En este existir del Estado para los ciudadanos, se hace preciosa una constructiva colaboración con la Iglesia, sin duda no para una confusión de las finalidades y de los roles diversos y distintos del poder civil y de la misma Iglesia, sino por la aportación que ésta ha ofrecido y todavía puede ofrecer a la sociedad con su experiencia, su doctrina, su tradición, sus instituciones y sus obras con las que se coloca al servicio del pueblo.

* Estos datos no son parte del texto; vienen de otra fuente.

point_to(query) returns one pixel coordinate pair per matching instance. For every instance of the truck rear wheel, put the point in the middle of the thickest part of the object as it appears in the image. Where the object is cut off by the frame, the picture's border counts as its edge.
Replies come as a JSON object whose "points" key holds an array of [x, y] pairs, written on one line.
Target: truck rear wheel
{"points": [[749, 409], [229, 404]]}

Baste pensar en la espléndida cantidad de Santos de la caridad, de la escuela y de la cultura, del cuidado a los enfermos y emarginados, servidos y amados como se sirve y se ama al Señor. Esta tradición continua a dar sus frutos: la laboriosidad de los cristianos lombardos en tales ámbitos es muy viva y tal vez aun más significativa que en el pasado. Las comunidades cristianas promueven estas acciones no tanto como suplencia, sino como gratuita sobreabundancia de la caridad de Cristo y de la experiencia totalizante de su fe. El tiempo de crisis que estamos atravesando tiene necesidad, además de valerosas elecciones técnico-políticas, de gratuidad, como he tenido modo de recordar « La “ciudad del hombre” no se promueve sólo con relaciones de derechos y deberes sino, antes y más aún, con relaciones de gratuidad, de misericordia y de comunión» (Enc. Caritas in veritate, 6).

Podemos recoger una última y preciosa invitación de san Ambrosio, cuya
figura solemne es amonestadora está representada en el estandarte de la Ciudad de Milán. A cuantos quieren colaborar en el gobierno y en la administración pública, él requiere que se hagan amar. En la obra De officiis él afirma: «Aquello que hace el amor, no podrá nunca hacerlo el miedo. Nada es tan útil como hacerse amar » (ii, 29). Por otra parte, la razón que, a su vez, mueve y estimula la activa y laboriosa presencia de ustedes en los varios ámbitos de la vida pública no puede ser más que la voluntad de dedicarse al bien de los ciudadanos, y por lo tanto una clara expresión y un evidente signo de amor. Así, la política es profundamente ennoblecida, transformándose en una elevada forma de caridad.

¡Ilustres Señores! Acojan estas simples consideraciones mías como signo de mi profunda estima hacia las instituciones a las que sirven y para su propia e importante obra. Que en esta tarea los ayude la continua protección del Cielo, de la cual quieres se signo y auspicio la Bendición Apostólica que imparto a ustedes, a sus colaboradores y a sus familias.